The Supreme Court today granted the Centre more time to file its response in the challenge to the sedition law. The top court said it will examine whether the pleas challenging the constitutional validity of the sedition law should be sent to a constitutional bench of seven judges. While hearing the matter today, a three-judge bench led by Chief Justice of India NV Ramana directed the petitioners to file responses by Saturday morning and ordered the Centre to file counter-affidavits by Monday morning. The matter will next be heard on Tuesday, May 10, at 2 pm.

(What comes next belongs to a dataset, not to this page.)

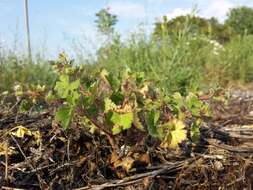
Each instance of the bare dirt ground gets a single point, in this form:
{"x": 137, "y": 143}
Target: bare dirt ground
{"x": 40, "y": 155}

Appearing for the Centre, Solicitor General Tushar Mehta had urged the court to give “any reasonable time” to draft their reply. He argued that the reply has been drafted at the lawyers’ level but was awaiting approval from the government. He also mentioned that “fresh matters” have been filed in the case and requested more time given the nature of the matter and its repercussions.
The Attorney General, who was issued a separate notice by the petitioners, said he was ready to argue the matter but Mr Mehta intervened saying he was representing the Centre and the AG’s response might be different as he was appearing in a personal capacity.
The pleas challenging the colonial-era sedition law were filed by five parties including the Editors Guild of India and Trinamool MP Mahua Moitra.
The court reminded the Centre that the notice was issued 9-10 months ago. “If everyday people want to file (fresh cases) then we can’t do anything, but we did give notice several months ago,” the court said after the Centre mentioned fresh matters as the reason for the delay.
“This is about examining legal provisions. We can argue the matter,” the court said.
Appearing for the Editors Guild, senior lawyer Kapil Sibal said it was about the question of law. “Colonial masters do not control us anymore. We own our own destiny,” Mr Sibal said while giving details about earlier judgements on sedition.
“So many people are in jail. Every day spent in jail by a student or journalist because of sedition law is against the very idea of India,” Mr Sibal argued.